ELDs can eliminate the majority of what used to be common errors – so-called “form and manner” hours of service violations. Hours of service is one of seven BASICs in the CSA system.

Yet ELDs, by virtue of their partially automated, detailed recordkeeping, can create new compliance problems in difficult situations, such as when you are unable to find a place to park or need to move your truck a very short distance during an off-duty period. Be sure to stay current with regulators’ interpretations of personal conveyance guidelines and, if you’re leased, your carrier’s policy regarding ELD annotations and editing.

• Consider using video systems. A video-based driver risk management system can help determine fault in an accident. A forward-facing camera can prove a driver’s innocence in an accident and other events, key in making challenges to erroneous violations and in some instances contesting tickets to protect your MVR. Some fleets are using driver-facing cameras not only to determine the possible cause of an accident but also as an ongoing training tool. (Such systems usually are offered as opt-ins for leased owner-operators.)

• Mind the small stuff. Pay strict attention to all aspects of your operation. A frequently incurred violation contributing to scores in the Unsafe Driving BASIC is the simple seatbelt violation, often accrued after a speeding stop.

• Build law enforcement relationships. For independents, good relationships with the highway patrol in your area will enable you to call on them for advice in particular situations. It also will increase the possibility that, should you need help in the Vehicle Maintenance BASIC, they might make themselves available for terminal inspections, conducted at your central place of business.

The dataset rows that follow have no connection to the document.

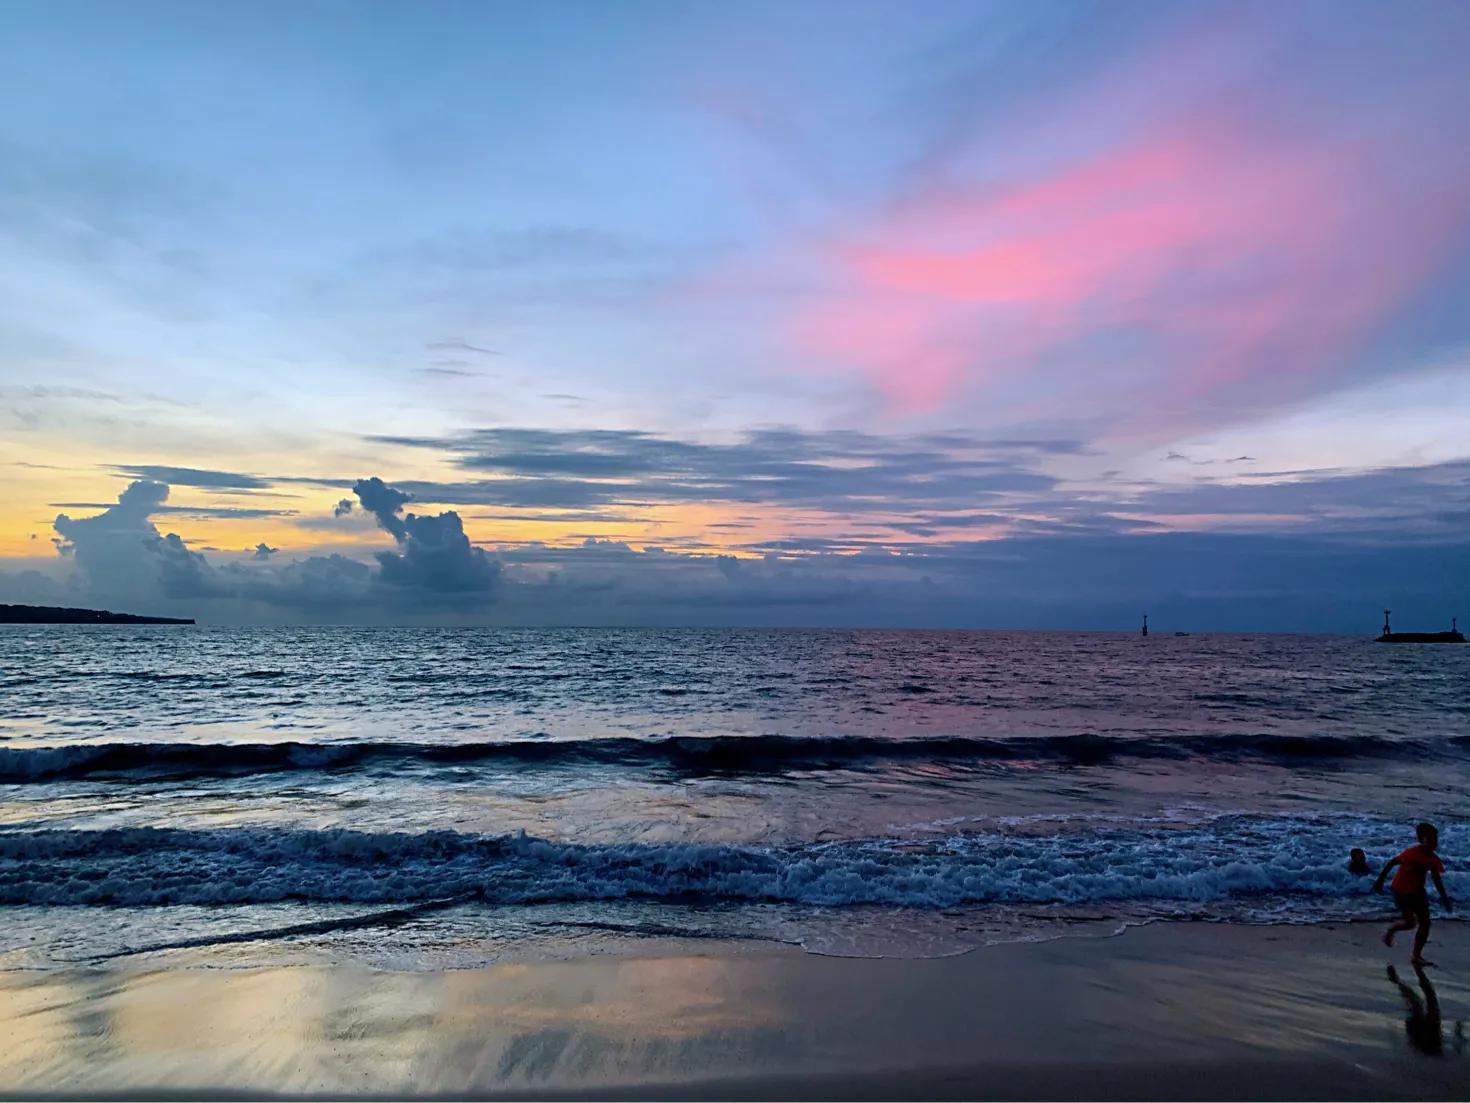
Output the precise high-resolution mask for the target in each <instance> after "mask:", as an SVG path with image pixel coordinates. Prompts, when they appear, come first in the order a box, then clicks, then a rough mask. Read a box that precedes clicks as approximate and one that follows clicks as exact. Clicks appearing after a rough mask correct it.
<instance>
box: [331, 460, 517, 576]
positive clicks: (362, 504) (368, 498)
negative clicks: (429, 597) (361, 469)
mask: <svg viewBox="0 0 1470 1103" xmlns="http://www.w3.org/2000/svg"><path fill="white" fill-rule="evenodd" d="M353 493H356V494H357V500H359V501H362V506H363V509H366V510H368V512H369V513H372V515H373V516H376V518H378V524H379V525H381V526H382V529H384V531H385V532H388V534H391V535H392V538H394V540H395V541H397V543H398V547H400V550H398V552H397V553H394V552H379V553H378V556H376V559H378V565H379V569H381V572H382V581H384V582H387V584H390V585H398V587H416V588H423V590H431V591H438V593H462V594H470V593H473V594H487V593H490V591H492V590H494V588H495V584H497V582H498V579H500V563H497V562H495V560H494V559H491V557H490V556H488V554H485V552H484V549H479V547H475V546H473V544H470V543H469V537H467V535H465V525H463V522H462V521H460V516H459V513H456V512H453V510H447V512H444V513H440V515H437V516H426V515H422V516H420V515H417V513H409V515H406V516H398V513H400V512H401V510H403V506H404V504H407V503H409V501H410V500H412V496H409V494H406V493H403V491H401V490H395V488H394V487H390V485H387V484H385V482H384V481H382V479H381V478H378V476H373V478H366V479H359V481H357V482H356V484H353Z"/></svg>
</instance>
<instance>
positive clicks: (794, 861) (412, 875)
mask: <svg viewBox="0 0 1470 1103" xmlns="http://www.w3.org/2000/svg"><path fill="white" fill-rule="evenodd" d="M1402 834H1404V829H1402V825H1399V824H1389V822H1380V821H1370V819H1348V818H1344V816H1317V818H1311V816H1222V818H1219V819H1214V821H1210V822H1207V824H1201V825H1191V827H1185V828H1173V829H1167V828H1157V827H1152V825H1138V827H1113V825H1108V827H1094V828H1091V829H1088V831H1082V832H1066V834H1055V835H1010V834H1004V832H979V834H963V835H950V837H944V838H938V840H928V841H925V843H922V844H916V843H914V840H913V838H907V840H895V838H883V840H866V841H844V843H825V844H807V846H792V847H757V846H734V844H698V843H663V844H638V843H626V844H609V846H578V844H570V843H557V841H550V840H542V838H535V837H529V835H498V837H492V835H463V834H454V832H428V834H375V832H357V831H338V829H334V831H288V829H266V828H219V829H206V831H188V829H159V828H119V829H104V831H10V832H0V903H6V904H63V906H65V904H115V906H150V904H206V906H218V904H248V903H269V902H282V900H309V902H322V903H328V902H329V903H373V904H412V903H417V902H425V900H441V899H445V897H457V896H463V897H466V899H476V900H484V902H487V903H548V902H575V900H619V899H644V900H653V902H657V900H664V902H679V903H698V902H710V903H719V902H779V903H795V904H816V906H847V904H886V906H904V907H926V909H933V907H954V906H966V904H986V903H1061V904H1094V903H1107V902H1150V903H1152V904H1158V906H1172V907H1175V909H1176V910H1177V912H1180V913H1200V912H1202V913H1207V915H1208V913H1210V912H1211V907H1213V906H1214V904H1220V903H1239V902H1252V900H1260V902H1263V903H1264V902H1267V900H1269V899H1276V900H1279V899H1282V897H1289V899H1295V900H1301V902H1313V900H1316V902H1320V903H1323V904H1326V903H1332V902H1338V903H1341V902H1347V900H1351V899H1361V897H1363V896H1364V893H1366V890H1367V881H1366V879H1364V878H1360V877H1354V875H1351V874H1348V871H1347V868H1345V856H1347V850H1348V847H1351V846H1363V847H1366V849H1369V850H1370V853H1373V854H1374V857H1377V856H1386V854H1388V853H1392V852H1394V849H1395V847H1398V846H1401V844H1402V841H1404V840H1402ZM1442 837H1444V843H1445V849H1446V852H1449V853H1452V852H1454V850H1455V849H1457V846H1458V847H1461V849H1463V847H1464V846H1466V844H1470V828H1467V827H1466V825H1461V824H1446V825H1444V835H1442ZM1461 877H1463V875H1458V874H1452V875H1451V878H1449V881H1451V891H1454V888H1455V887H1457V884H1458V881H1460V879H1461Z"/></svg>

Managing the historical inspection information that is being collected about you also is important.

• Access your records. In the view of FMCSA, any owner-operator who is leased to a carrier and who hasn’t had his authority for the last two years does not have any safety ranking in the CSA SMS. But a leased owner-operator’s data profile there is important. Leased owner-operators can gain access to the data the internal measurement is based on via FMCSA’s Pre-Employment Screening Program or PSP (www.psp.fmcsa.dot.gov) for $10.

Alternatively, making a Privacy Act request via FMCSA’s Freedom of Information Act office will net you the same results for free – but with a turnaround time of several weeks. If you have a prior driving and inspection history and haven’t accessed the information yet, it’s important to do so to make certain it is correct. It will be used by carriers evaluating any lease application you make, and it could impact your insurance rates.

For owner-operators applying for a new lease and facing carrier qualifying processes, a pristine PSP report is valuable, as some carriers look to tie driver mileage or percentage pay scales to safety performance. Providing an up-to-date clean PSP to a prospective carrier before they request such is something an owner-operator confident in his/her safety performance might do to document safety performance history effectively.

Whether you’re leased or independent, you’ll be reviewing information contained within the same database. Make certain all violations and/or crashes contained on your PSP, or in your CSA SMS profile if you have your authority, are connected to you correctly.

For independents, challenging erroneously assigned inspections or crashes, or violations tied to citations thrown out in a court of law, is your responsibility.

Challenges are conducted via FMCSA’s DataQs portal at dataqs.fmcsa.dot.gov. The Owner-Operator Independent Drivers Association offers its members free assistance with navigating this process, as do some ELD vendors and other service providers.